Mar 24, 2013

16 things every cruising boat needs

What does a cruising boat need? I mean really NEED?

Surprisingly, not much. We've sailed off into many a sunset, leaving naysayers behind to endlessly prepare their own boats while attempting to convince others that their boats aren't ready to go either.

The “perfect boat syndrome” is an epidemic among would be cruisers who are afraid to go cruising because somewhere along the line they got the idea in their head that paradise wouldn't have a boat store.

It's easy for anyone to catch the perfect boat bug. I'm guilty of it too. Wants suddenly turn into needs, and if you aren't careful you can become caught in an endless cycle of preparation.

Whenever I feel like I'm confusing wants with needs, I apply the Slocum Test, which is as simple as asking "did Josh Slocum need this item to complete his circumnavigation?" The answer is almost always "no," and then I ask, "Well, if Slocum didn't need it to sail around the world, why do I need it to not sail around the world? How bad do I want this item? Enough to sacrifice my whole dream?"

There is also something to be said about preparing for a realistic destination. We've met people who are so convinced they need to buy 200 feet of anchor chain for their big trip to the Galapagos that they miss out on all the great places they could sail to tomorrow with 20 feet of chain and some rope. There is nothing wrong with dreaming big, unless that dream prevents you from ever going cruising at all. Crawl, walk, then run.

Everyone has different wants and needs, and they are often dependent on your age, length of cruise, and immediate cruising destination. I didn't want to wait 30 years until retirement to go cruising.

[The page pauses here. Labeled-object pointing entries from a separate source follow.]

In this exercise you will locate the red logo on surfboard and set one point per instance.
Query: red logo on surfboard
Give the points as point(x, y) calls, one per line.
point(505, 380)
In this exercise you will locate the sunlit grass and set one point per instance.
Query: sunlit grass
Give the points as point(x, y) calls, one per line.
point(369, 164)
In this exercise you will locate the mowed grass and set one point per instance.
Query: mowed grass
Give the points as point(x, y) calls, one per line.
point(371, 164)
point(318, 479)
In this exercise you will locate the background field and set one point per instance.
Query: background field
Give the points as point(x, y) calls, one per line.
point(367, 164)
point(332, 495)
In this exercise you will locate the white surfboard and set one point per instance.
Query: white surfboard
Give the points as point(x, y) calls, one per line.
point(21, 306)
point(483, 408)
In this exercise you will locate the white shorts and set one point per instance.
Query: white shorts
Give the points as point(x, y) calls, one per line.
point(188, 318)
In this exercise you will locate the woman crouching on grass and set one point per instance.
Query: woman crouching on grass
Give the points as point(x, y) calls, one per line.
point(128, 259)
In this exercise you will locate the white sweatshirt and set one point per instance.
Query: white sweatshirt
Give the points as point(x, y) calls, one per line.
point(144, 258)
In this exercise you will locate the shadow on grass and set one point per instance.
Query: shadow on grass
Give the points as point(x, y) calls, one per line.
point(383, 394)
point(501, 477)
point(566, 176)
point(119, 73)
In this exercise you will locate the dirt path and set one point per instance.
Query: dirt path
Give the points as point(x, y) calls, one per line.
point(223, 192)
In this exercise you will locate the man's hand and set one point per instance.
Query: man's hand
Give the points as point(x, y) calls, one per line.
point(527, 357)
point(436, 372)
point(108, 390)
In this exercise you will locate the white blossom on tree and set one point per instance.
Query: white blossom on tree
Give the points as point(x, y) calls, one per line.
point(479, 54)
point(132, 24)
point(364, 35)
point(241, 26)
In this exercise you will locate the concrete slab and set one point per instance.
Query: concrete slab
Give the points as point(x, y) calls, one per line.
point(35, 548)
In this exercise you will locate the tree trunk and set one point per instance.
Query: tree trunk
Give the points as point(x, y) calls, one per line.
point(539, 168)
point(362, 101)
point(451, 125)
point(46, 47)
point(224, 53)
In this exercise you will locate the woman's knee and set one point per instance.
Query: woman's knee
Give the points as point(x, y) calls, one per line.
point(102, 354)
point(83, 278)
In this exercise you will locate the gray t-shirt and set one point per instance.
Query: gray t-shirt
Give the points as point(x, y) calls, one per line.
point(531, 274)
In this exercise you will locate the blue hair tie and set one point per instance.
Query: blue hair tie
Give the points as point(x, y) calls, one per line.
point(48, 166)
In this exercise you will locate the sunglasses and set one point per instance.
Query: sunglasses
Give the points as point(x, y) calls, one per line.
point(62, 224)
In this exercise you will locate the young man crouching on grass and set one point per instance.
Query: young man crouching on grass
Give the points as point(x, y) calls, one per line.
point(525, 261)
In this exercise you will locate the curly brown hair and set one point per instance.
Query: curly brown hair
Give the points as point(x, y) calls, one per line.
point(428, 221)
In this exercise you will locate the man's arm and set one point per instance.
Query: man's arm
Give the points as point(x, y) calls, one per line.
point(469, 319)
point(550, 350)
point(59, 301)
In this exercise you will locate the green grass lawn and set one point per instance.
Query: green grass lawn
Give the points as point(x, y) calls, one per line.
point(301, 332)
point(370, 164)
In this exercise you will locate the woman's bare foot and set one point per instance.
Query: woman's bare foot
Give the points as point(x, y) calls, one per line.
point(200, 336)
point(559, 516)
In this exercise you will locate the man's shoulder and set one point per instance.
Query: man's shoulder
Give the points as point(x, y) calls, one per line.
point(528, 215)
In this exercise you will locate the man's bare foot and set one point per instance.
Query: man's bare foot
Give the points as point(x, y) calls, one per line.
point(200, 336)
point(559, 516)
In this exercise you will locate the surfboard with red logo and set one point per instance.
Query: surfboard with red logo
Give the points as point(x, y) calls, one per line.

Here are 16 essential items that every cruising boat needs:
  1. Seaworthiness
  2. Stopping power (a reliable anchor and dock lines)
  3. Standing and running rigging
  4. Sails with a few years left in them
  5. Common essential components (battery bank, wiring, plumbing, etc.)
  6. Holding tanks (fresh, black, fuel)
  7. A reliable engine
  8. Essential electrical instruments: depth finder, volt meter.
  9. Handheld GPS
  10. Chart book
  11. A refrigerator (often has to be added to older boats under 40')
  12. VHF radio
  13. Dinghy & reliable outboard
  14. Bilge pump
  15. Safety gear
  16. Autopilot

Am I forgetting anything? A lot of the items on the list might seem obvious, and that's just it. They are. You need very few essential ingredients to bake a cake. The rest is just icing.

Here are some example wants that people confuse as needs:
  1. Wind instruments (speed, direction, apparent, etc)
  2. Chart plotter
  3. All chain anchor rode
  4. SSB radio
  5. Satellite weather
  6. A million dollars
  7. Flatscreen TV
  8. Solar panels or wind generator
  9. Dodger or Bimini
  10. Freezer
  11. Three burner stovetop with an oven
  12. Two of every piece of gear
  13. Running rigging all leading to the cockpit
  14. LED navigation lights
  15. Anchor windlass
  16. etc.

*Note: There are things on my list that Slocum didn't have, one of them being a seaworthy boat. Don't forget, the guy's boat sank and he drown at sea. Don't apply the Slocum Test without common sense.